Le Premier ministre se surpassa. La démocratie allait se relever, affirmer haut et fort son idéal de solidarité et de fraternité, et écraser la tête du serpent djihadiste. À la fin, il prophétisa qu’il y aurait d’autres attentats. Pitoyable aveu d’impuissance.

Bien sûr, il y eut des dérapages. Front national, élus de droite, élus de gauche. On les frappa d’anathème, on les excommunia, et on les oublia.

Puis vinrent – apothéose – les obsèques nationales. Aux Invalides, bien sûr, transformées en temple de la République agressée. Foule compactée dans la cour, Président assis devant elle, portraits des victimes. Le Président débita son sermon. La platitude des mots utilisés n’était même plus rattrapée par la profusion de procédés rhétoriques éculés : anaphores, anadiploses, hyperboles. Tout y passa, rien n’y resta !

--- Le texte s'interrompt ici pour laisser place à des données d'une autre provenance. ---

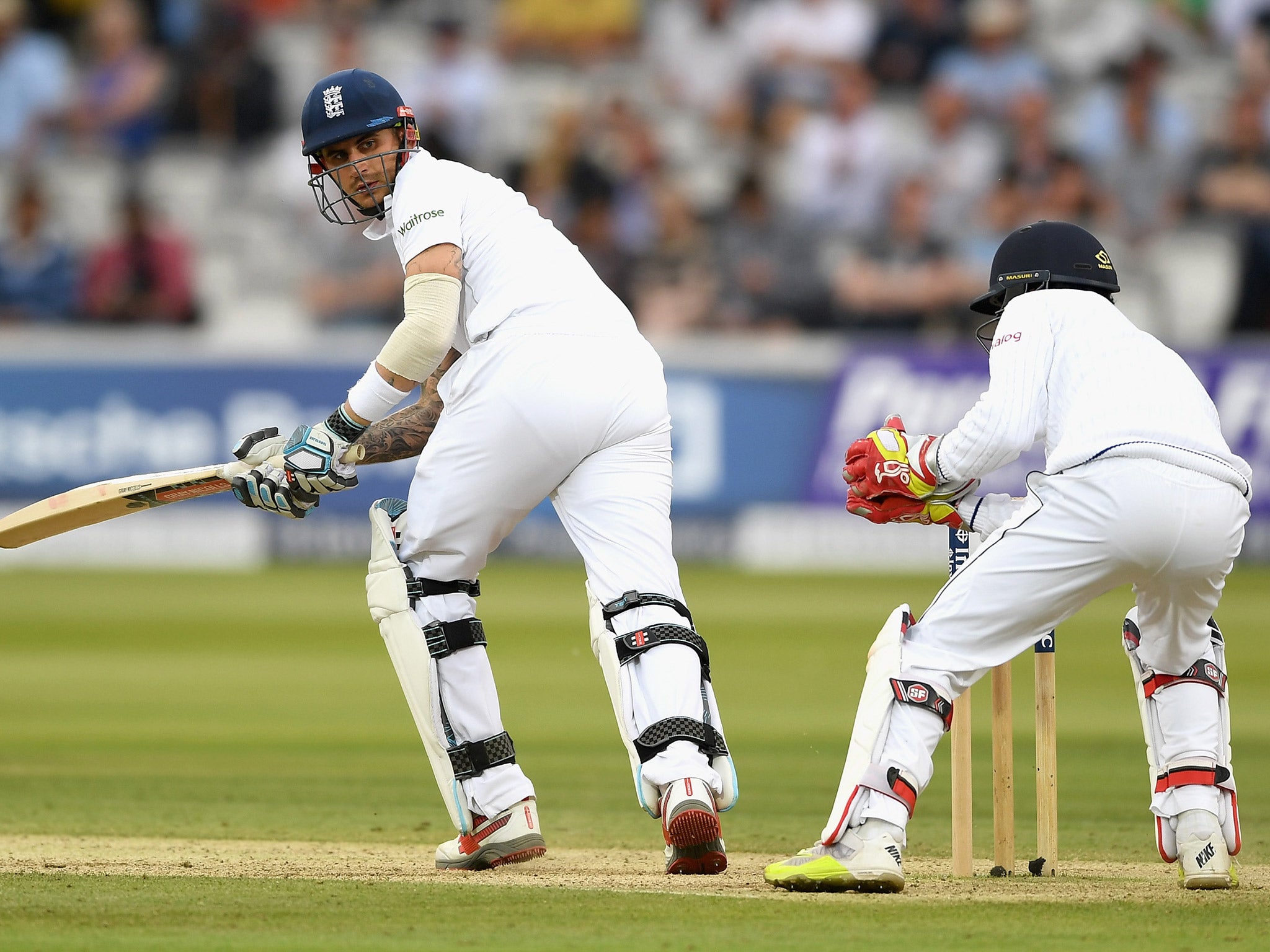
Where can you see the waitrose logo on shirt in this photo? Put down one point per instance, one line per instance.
(415, 219)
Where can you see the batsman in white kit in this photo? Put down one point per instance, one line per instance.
(535, 384)
(1140, 488)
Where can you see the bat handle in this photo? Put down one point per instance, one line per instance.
(353, 455)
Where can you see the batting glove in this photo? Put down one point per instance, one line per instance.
(890, 462)
(314, 456)
(267, 488)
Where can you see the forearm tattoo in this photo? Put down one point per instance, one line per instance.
(407, 432)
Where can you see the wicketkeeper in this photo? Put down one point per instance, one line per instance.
(1140, 487)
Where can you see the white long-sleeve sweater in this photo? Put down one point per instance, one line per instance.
(1067, 367)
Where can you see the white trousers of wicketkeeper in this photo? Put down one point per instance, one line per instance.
(568, 405)
(1170, 532)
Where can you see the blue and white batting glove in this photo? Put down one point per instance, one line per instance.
(314, 456)
(267, 488)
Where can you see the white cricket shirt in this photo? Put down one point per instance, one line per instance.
(515, 260)
(1067, 367)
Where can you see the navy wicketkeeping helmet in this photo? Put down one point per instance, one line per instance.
(1046, 254)
(351, 104)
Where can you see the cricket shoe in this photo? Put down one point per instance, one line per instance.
(1203, 861)
(510, 837)
(690, 823)
(853, 863)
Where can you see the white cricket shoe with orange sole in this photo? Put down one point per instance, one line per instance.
(690, 823)
(510, 837)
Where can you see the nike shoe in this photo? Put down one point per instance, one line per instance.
(690, 823)
(1203, 861)
(511, 837)
(854, 863)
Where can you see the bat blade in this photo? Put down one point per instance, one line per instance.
(100, 501)
(110, 499)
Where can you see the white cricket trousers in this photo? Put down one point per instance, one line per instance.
(571, 408)
(1173, 534)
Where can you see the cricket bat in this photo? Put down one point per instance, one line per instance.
(99, 501)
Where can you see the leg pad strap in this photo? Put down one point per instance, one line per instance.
(892, 782)
(418, 588)
(658, 736)
(1198, 771)
(446, 638)
(634, 599)
(923, 696)
(475, 757)
(636, 644)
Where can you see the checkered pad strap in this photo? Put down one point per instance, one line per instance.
(636, 644)
(446, 638)
(634, 599)
(658, 736)
(419, 588)
(475, 757)
(922, 695)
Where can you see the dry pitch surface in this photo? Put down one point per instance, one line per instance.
(616, 871)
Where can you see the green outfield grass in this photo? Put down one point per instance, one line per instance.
(265, 707)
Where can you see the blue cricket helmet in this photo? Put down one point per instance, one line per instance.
(349, 104)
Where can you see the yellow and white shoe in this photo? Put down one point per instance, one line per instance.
(870, 865)
(510, 837)
(1203, 860)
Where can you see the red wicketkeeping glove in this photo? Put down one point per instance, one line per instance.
(893, 508)
(889, 461)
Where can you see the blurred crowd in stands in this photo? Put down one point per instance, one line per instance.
(732, 165)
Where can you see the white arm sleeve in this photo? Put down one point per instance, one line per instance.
(986, 514)
(429, 329)
(1010, 416)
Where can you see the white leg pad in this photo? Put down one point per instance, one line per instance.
(863, 771)
(619, 683)
(415, 668)
(1153, 691)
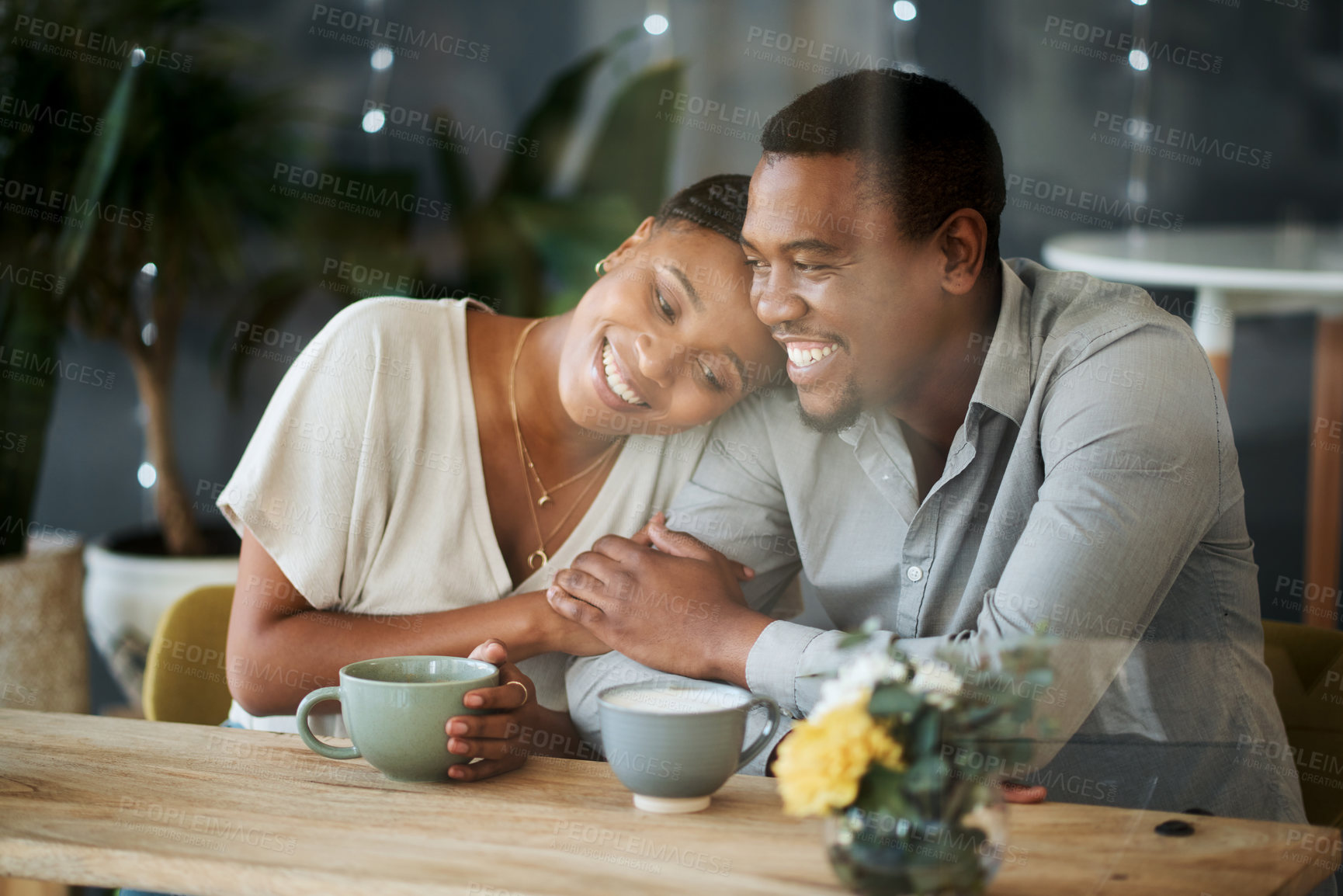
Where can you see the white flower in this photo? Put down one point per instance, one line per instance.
(936, 679)
(855, 682)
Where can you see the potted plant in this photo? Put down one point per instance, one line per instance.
(903, 758)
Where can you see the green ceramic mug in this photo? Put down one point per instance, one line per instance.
(397, 711)
(673, 745)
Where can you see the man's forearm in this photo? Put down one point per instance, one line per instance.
(726, 657)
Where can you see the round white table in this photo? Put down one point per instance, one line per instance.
(1241, 272)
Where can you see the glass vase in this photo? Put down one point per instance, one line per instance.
(883, 855)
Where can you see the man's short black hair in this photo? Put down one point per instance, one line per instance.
(927, 148)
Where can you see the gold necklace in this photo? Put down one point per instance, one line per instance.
(526, 460)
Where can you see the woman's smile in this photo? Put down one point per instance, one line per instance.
(614, 384)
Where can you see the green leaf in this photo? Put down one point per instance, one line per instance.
(894, 700)
(633, 148)
(94, 172)
(551, 124)
(881, 791)
(925, 732)
(927, 776)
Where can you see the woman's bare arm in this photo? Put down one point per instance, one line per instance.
(279, 648)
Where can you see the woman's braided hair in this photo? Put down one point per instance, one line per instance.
(717, 203)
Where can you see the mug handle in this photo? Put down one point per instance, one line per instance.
(309, 738)
(770, 728)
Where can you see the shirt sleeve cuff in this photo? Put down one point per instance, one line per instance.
(776, 662)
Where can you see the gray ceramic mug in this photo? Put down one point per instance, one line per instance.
(675, 745)
(397, 711)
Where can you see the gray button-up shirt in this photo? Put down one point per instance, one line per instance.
(1092, 491)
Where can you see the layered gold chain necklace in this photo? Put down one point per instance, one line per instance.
(539, 557)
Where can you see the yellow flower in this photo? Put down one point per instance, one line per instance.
(821, 762)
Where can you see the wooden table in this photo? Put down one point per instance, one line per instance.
(193, 809)
(1241, 272)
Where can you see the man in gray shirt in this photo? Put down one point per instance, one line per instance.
(971, 449)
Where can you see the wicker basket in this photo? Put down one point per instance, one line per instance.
(43, 647)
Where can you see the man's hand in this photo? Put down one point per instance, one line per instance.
(665, 599)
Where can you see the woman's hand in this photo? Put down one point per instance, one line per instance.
(575, 640)
(500, 738)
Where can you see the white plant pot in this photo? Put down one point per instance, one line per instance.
(127, 592)
(43, 651)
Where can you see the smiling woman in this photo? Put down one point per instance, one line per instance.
(445, 498)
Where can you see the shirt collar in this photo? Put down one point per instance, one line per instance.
(1005, 380)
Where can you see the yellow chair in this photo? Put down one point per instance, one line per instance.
(184, 672)
(1307, 667)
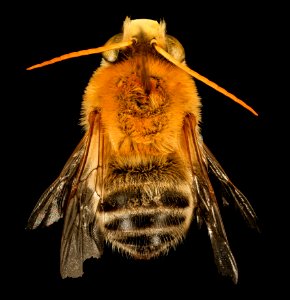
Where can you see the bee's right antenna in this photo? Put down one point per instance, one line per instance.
(202, 78)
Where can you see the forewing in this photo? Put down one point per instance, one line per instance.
(207, 206)
(233, 192)
(75, 195)
(81, 238)
(50, 206)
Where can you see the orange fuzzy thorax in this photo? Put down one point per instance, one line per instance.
(136, 119)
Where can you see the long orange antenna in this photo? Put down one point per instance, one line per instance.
(82, 53)
(203, 79)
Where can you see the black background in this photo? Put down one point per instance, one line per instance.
(240, 47)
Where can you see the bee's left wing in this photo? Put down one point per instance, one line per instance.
(75, 195)
(207, 206)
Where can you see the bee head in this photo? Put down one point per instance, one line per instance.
(143, 33)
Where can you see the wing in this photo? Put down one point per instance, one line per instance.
(232, 191)
(75, 195)
(207, 207)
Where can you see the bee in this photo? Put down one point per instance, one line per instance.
(140, 174)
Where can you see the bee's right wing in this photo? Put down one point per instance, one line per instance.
(207, 209)
(75, 195)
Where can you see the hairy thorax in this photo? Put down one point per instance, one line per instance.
(143, 104)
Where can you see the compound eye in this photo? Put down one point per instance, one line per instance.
(112, 55)
(174, 48)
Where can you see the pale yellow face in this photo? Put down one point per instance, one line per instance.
(150, 28)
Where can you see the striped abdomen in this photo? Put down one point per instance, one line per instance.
(147, 207)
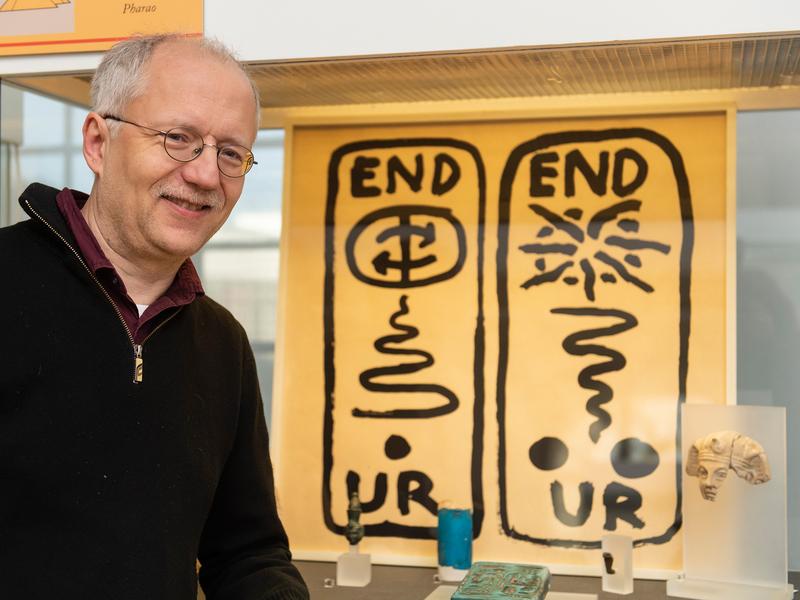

On fit trente secondes de silence, appelées sobrement « minute de silence » et respectées religieusement partout dans le pays. Véritable consécration eucharistique, ce silence résumait à lui seul toute la vacuité des leçons tirées d’un drame encore répété.

L’Ite missa est fut donné le soir même par un grand concert de résistance réunissant groupe de rock et chœur de l’armée. Délicat œcuménisme entre des styles musicaux que tout oppose.

Au pays de Bossuet, on avait enterré depuis bien longtemps le christianisme. On affectait de ne garder que sa verve, pensant que l’emphase camouflait le vide.

Après tout, ce n’était certainement pas une France faible, déboussolée, individualiste, laïciste et progressiste que méprisaient ces jeunes musulmans. L’islamophobie, voilà l’ennemie !

On était fatigué d’avoir tant bavardé, d’avoir étouffé par tant de mots la lucidité.